Cesare Agostini, Perugia ca. 1920

La rivista, nella veste di Annali dell’Ospedale psichiatrico in Perugia. Autoriassunti e riviste di psichiatria e neuropatologia, fu fondata nel 1907 da Cesare Agostini (1864-1942), direttore dell’Ospedale psichiatrico “Santa Margherita” di Perugia, sulla scia del tradizionale Rapporto triennale statistico-medico pubblicato per la prima volta dall’istituto nel 1827.
Agostini, nato a Perugia e laureatosi in medicina e chirurgia a Firenze, si era formato prima nell’Ospedale psichiatrico di San Lazzaro di Reggio Emilia e successivamente nella Clinica psichiatrica universitaria di Heidelberg, diretta da Emil Kraepelin. Dal 1924 fu direttore della Clinica delle malattie nervose e mentali dell’Università di Perugia e dell’Istituto di medicina legale.
A partire dal 1925 la rivista abbandonò il sottotitolo e fu pubblicata più semplicemente come Annali dell’Ospedale psichiatrico provinciale in Perugia, ospitando articoli originali dedicati a studi in campo neuropsichiatrico.
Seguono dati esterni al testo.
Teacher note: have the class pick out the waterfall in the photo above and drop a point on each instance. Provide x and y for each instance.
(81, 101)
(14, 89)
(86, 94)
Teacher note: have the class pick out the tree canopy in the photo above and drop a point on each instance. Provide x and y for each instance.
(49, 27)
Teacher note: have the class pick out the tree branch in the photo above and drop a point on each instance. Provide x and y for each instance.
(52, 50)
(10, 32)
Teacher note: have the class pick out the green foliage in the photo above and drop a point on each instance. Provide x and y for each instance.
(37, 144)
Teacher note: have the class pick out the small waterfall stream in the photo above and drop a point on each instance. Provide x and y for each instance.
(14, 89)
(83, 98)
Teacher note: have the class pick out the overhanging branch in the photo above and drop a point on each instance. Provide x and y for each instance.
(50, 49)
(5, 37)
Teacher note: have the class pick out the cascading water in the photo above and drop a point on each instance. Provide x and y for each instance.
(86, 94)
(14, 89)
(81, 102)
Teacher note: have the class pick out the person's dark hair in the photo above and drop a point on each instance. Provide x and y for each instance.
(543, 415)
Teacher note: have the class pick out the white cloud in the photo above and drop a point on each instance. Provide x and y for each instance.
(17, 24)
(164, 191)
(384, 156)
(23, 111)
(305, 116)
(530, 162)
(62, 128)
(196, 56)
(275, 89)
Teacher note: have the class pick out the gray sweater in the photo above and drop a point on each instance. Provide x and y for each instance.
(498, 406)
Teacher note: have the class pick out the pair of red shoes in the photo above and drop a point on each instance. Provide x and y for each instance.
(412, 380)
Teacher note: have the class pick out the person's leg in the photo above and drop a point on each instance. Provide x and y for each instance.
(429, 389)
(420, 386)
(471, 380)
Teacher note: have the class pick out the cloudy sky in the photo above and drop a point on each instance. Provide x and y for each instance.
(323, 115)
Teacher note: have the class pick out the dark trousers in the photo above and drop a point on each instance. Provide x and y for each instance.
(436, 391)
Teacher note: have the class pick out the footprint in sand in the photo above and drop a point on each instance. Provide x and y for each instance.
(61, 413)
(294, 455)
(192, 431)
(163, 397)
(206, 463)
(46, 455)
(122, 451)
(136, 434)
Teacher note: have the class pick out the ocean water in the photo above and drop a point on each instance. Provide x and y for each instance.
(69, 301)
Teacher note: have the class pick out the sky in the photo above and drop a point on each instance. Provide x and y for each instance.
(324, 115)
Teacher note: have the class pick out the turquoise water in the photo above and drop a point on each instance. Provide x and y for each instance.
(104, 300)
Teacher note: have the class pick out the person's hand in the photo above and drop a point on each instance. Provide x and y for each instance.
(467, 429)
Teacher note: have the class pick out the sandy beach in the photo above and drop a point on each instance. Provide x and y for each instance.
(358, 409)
Nel 1930 (anno XXVI della sua pubblicazione) Giulio Agostini, figlio di Cesare, subentrò al padre nella direzione.
Con Ferruccio Giacanelli, coordinatore della redazione scientifica a partire dai primi anni Sessanta, la rivista conobbe un periodo di particolare apertura culturale nella prospettiva dell’antropoanalisi e di una più consapevole ricerca metodologica ed epistemologica nella pratica clinica in psichiatria, tanto da dedicare un intero numero (anno  LXI,  vol. 2, aprile-giugno 1967) al Convegno di Firenze dello stesso anno, avente per tema “Valori e limiti della psicopatologia tradizionale”, in cui furono riportati, tra i tanti, gli interventi di Franco Basaglia, Eugenio Borgna, Bruno Callieri, Luigi Flavio Frighi, dello stesso Giacanelli, di Franco Giberti e di Giovanni Enrico Morselli.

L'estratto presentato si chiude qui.